In identifying and fixing payments errors, in the move to eliminate waste, it’s time to end the spot check.
Matthew Tillman, CEO of OpenEnvoy, told PYMNTS’ Karen Webster that a staggering number of invoices contain errors, and firms of all sizes make erroneous, duplicative payments.
The accounts payable (AP) department is tasked with uncovering those discrepancies and catching the signs that too much cash is going out the door, preventing companies’ operating margins and operating cash flow from suffering.
The spot check? Well, that’s a “gut” process, when the auditing invoices are performed manually, and a “hunch” might lead back-office teams to scrutinize a particular vendor’s invoices in a bid to uncover discrepancies.
That’s no easy task in the age of eCommerce, amid supply chains that get ever longer and where transparency is lacking.
“In an increasingly real-time world, this becomes incredibly costly,” Tillman said, “especially with the amount of ‘human-touch’ involved.”
OpenEnvoy’s own research shows that nearly 10% of all invoices are duplicates. The company’s systems, said Tillman, recently identified $42 million in duplicate billings based on a sampling of $500 million in enterprise spend. The worst offenders, according to the company, are contract manufacturers and logistics providers. Variable costs can be considerable, as can charges tied to shipping and receiving goods at each port, warehouse and link in the supply chain.

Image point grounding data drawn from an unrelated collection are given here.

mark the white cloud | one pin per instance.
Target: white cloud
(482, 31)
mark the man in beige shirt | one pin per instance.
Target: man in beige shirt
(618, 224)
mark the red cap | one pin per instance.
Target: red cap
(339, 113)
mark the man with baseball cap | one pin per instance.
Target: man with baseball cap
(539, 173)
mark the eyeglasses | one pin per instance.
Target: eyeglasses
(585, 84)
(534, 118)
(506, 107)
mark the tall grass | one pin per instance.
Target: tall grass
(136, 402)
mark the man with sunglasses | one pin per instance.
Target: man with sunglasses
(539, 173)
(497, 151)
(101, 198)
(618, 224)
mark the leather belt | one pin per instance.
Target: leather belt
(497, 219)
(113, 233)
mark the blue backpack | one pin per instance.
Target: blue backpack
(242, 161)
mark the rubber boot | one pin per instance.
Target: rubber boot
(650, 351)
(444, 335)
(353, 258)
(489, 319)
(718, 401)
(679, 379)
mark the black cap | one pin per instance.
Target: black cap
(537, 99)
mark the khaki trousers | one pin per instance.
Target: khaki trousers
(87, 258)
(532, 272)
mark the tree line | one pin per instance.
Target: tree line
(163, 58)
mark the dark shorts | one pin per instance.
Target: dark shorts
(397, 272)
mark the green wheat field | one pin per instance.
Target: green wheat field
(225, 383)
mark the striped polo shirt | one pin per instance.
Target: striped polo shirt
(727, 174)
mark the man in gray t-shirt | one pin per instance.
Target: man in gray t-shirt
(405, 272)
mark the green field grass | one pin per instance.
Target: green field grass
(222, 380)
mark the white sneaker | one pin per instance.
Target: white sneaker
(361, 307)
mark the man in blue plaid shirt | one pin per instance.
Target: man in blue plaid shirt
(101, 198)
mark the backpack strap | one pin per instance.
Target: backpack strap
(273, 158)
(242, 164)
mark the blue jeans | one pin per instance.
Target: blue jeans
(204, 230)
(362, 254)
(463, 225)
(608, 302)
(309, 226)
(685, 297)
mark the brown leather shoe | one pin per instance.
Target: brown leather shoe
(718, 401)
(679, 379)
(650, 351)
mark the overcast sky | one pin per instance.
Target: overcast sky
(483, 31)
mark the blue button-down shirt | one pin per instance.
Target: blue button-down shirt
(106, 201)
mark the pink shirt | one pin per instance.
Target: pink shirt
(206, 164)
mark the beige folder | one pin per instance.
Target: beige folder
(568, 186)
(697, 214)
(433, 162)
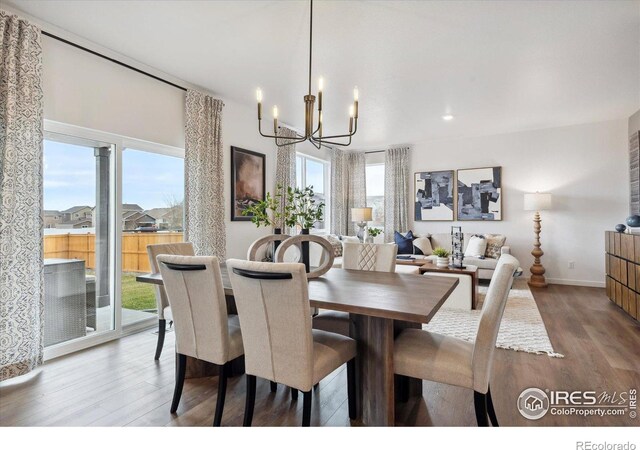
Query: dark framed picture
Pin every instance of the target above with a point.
(247, 181)
(480, 193)
(434, 195)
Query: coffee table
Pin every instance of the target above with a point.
(472, 271)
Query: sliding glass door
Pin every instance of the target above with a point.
(152, 213)
(78, 250)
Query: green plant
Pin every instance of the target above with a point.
(266, 212)
(302, 208)
(441, 252)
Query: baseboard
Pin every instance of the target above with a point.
(576, 282)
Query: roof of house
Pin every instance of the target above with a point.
(75, 209)
(131, 207)
(157, 213)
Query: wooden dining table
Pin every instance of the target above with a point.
(381, 305)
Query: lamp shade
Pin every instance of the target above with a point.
(361, 214)
(537, 202)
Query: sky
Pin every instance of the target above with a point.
(375, 180)
(148, 179)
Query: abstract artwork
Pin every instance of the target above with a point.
(247, 181)
(434, 195)
(480, 194)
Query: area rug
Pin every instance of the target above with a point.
(521, 329)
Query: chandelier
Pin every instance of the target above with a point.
(316, 136)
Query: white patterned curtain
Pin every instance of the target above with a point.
(204, 175)
(396, 191)
(21, 223)
(285, 169)
(348, 189)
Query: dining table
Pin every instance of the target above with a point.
(381, 305)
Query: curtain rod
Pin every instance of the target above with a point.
(120, 63)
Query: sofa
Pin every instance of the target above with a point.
(486, 265)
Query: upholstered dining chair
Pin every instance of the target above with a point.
(162, 304)
(435, 357)
(280, 346)
(357, 256)
(203, 328)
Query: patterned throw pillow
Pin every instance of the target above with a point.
(494, 244)
(336, 244)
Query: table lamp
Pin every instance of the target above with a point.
(361, 216)
(537, 202)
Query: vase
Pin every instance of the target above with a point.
(304, 248)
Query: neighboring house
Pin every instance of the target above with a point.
(76, 213)
(167, 218)
(52, 218)
(80, 223)
(134, 219)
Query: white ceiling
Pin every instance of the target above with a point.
(498, 66)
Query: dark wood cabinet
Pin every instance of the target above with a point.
(623, 271)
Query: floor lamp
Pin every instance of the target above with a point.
(537, 202)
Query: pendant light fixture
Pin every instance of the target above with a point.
(316, 137)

Revenues have accelerated at warp speed, Tillman said, which means that there are usually more partners and vendors in the mix for an enterprise — and as a result, they are paying more for services. (He related the anecdote where an OpenEnvoy customer found a $518,000 overbilling tied to a single invoice.) The standard operating procedure has been to then go out in the field and demand the money back, which takes time, frays buyer/vendor relationships, and costs more money.
Snowball Effect
A snowball effect takes shape.
“If you’re dealing with 15 to 20 invoices on a monthly basis, this is something that a single person can do,” said Tillman, “but as companies scale, then they run into a problem where they have thousands of invoices.” It becomes impossible to check every single line item on every single invoice, in a bid to nail down, say, currency fluctuations and how it all impacts the bottom line.

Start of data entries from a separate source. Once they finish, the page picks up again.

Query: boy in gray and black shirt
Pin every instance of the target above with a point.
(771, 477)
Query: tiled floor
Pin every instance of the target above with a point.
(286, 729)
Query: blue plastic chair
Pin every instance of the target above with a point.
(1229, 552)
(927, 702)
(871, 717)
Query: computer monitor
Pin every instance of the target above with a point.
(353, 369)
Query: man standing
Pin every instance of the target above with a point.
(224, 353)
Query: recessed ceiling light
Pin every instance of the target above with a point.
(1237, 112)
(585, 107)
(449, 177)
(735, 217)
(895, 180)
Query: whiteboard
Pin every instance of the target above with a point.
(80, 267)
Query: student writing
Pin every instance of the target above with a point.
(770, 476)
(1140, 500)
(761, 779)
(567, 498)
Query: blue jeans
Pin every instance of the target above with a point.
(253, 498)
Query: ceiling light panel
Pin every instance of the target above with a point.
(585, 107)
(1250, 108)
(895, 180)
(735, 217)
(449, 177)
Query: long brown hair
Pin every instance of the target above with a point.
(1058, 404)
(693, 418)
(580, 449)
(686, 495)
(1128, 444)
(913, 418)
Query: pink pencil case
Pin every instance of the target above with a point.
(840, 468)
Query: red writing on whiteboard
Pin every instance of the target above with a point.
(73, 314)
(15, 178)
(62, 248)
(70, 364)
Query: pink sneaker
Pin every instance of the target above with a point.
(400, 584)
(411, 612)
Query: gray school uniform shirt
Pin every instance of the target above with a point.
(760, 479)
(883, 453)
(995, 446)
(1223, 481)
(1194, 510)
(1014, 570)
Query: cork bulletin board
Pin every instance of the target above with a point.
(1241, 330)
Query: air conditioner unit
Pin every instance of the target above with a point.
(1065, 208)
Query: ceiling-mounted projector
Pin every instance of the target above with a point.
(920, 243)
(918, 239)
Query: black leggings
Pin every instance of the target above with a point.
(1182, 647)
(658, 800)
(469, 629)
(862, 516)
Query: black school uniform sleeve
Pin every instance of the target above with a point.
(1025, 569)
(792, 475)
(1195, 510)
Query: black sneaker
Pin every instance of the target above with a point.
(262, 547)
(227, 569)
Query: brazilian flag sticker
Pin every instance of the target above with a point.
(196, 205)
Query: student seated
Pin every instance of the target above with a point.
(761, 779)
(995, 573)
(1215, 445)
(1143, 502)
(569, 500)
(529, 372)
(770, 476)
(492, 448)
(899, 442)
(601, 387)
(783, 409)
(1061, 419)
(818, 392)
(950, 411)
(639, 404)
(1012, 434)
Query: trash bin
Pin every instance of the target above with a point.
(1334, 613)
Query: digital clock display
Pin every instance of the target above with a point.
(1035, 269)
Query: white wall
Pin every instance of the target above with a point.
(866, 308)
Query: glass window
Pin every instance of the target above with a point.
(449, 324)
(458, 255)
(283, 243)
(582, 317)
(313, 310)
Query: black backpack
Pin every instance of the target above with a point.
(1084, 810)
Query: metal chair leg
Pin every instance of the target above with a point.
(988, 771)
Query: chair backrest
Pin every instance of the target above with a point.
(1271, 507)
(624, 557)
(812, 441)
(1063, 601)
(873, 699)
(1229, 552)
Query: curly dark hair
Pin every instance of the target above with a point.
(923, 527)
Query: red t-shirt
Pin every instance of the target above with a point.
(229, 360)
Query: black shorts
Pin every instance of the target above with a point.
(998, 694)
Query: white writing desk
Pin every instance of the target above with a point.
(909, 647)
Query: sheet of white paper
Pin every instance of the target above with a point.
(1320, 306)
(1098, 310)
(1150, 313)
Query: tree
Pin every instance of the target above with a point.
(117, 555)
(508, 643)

There’s been no lack of trying to remedy the situation through technology, he said. There are any number of firms offering automated payables solutions (and $1.7 billion was spent on invoice automation just in the U.S. alone last year). But the human-intensive audits are still a mainstay, he said.
But the best laid plans of audits oft go astray. The AP department may not have access to information as critical as contacts or the purchase order. And the AP team is then left trying to track down emails and other documentation — or even asking vendors to change the ways in which they present invoices, too. Duplicate billing is an unfortunate byproduct of the sheer volume and presentation of invoices up and down supply chains. Surcharges on the invoices — tied to, say, inflation or rising fuel costs — also throw some confusion into the mix.

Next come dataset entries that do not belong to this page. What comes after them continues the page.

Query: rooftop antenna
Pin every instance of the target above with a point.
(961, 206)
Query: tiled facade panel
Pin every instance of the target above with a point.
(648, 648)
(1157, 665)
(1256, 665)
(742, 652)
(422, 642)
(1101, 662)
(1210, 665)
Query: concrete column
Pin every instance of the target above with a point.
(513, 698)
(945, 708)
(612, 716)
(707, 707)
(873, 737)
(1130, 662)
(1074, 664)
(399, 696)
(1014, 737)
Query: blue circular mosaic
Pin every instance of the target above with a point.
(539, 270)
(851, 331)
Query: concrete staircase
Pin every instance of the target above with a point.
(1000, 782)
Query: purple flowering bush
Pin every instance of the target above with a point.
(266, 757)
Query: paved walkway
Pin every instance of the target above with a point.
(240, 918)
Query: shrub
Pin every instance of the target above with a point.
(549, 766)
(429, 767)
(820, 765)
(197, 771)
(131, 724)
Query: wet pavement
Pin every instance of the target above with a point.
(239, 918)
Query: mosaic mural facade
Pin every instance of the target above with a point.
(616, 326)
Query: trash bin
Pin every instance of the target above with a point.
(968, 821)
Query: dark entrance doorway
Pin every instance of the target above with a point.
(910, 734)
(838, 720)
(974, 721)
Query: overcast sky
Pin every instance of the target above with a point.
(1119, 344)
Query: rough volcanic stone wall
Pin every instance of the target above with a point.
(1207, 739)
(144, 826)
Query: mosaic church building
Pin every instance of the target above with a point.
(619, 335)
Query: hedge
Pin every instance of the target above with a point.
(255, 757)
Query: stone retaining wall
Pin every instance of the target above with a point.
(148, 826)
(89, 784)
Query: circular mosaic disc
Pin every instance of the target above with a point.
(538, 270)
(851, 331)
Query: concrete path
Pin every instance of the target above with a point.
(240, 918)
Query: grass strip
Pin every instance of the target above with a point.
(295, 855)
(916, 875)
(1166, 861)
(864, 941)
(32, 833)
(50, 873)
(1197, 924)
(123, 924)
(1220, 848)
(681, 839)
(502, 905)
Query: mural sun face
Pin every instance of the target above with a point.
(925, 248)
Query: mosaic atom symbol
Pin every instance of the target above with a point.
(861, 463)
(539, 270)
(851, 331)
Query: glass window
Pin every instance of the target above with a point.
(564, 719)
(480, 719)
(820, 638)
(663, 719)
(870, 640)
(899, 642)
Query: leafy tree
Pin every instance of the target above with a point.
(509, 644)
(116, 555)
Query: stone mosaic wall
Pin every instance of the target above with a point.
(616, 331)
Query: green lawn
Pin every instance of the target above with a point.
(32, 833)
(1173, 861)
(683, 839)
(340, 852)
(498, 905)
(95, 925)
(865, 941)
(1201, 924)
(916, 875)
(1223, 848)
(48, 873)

“What we’ve seen to date is that companies will take on the burden of extracting data from invoices on your behalf, or large BPOs will take those invoices and match them to the data on hand — but at the end of the day, it’s still humans matching these data points,” Tillman said.
OpenEnvoy’s offering automates and enhances the auditing and syncs data into client firms’ ERP systems in real-time. Tillman said that even large firms found millions of dollars in ROI within a week of embracing the company’s offerings during the proof-of-concept phase — beating the rate of inflation, too.
“It’s low hanging fruit to find cash as you’re more intelligent about the invoices that are being submitted and approved for payment,” he told Webster.
Getting there, he said, requires a change in mindset, where AP functions make the leap from cost center to revenue center.
But once the mindset is in place, and the integrations are complete, automation, he said, allows AP teams to “claw back” revenues more quickly, and do so with far less manpower per invoice (especially critical in a tight labor market). Looking at data holistically, as a complete “set” of information, in real time, is what ultimately improves cash flow.
Looking ahead, he said, the audit process needs to be automated for 100% of invoices — not tied simply to a “spot” check of 5% of those invoices.
As he told Webster, “Waiting for six months for a vendor to pay you back something they overbilled you in the first place doesn’t seem like a great option anymore.”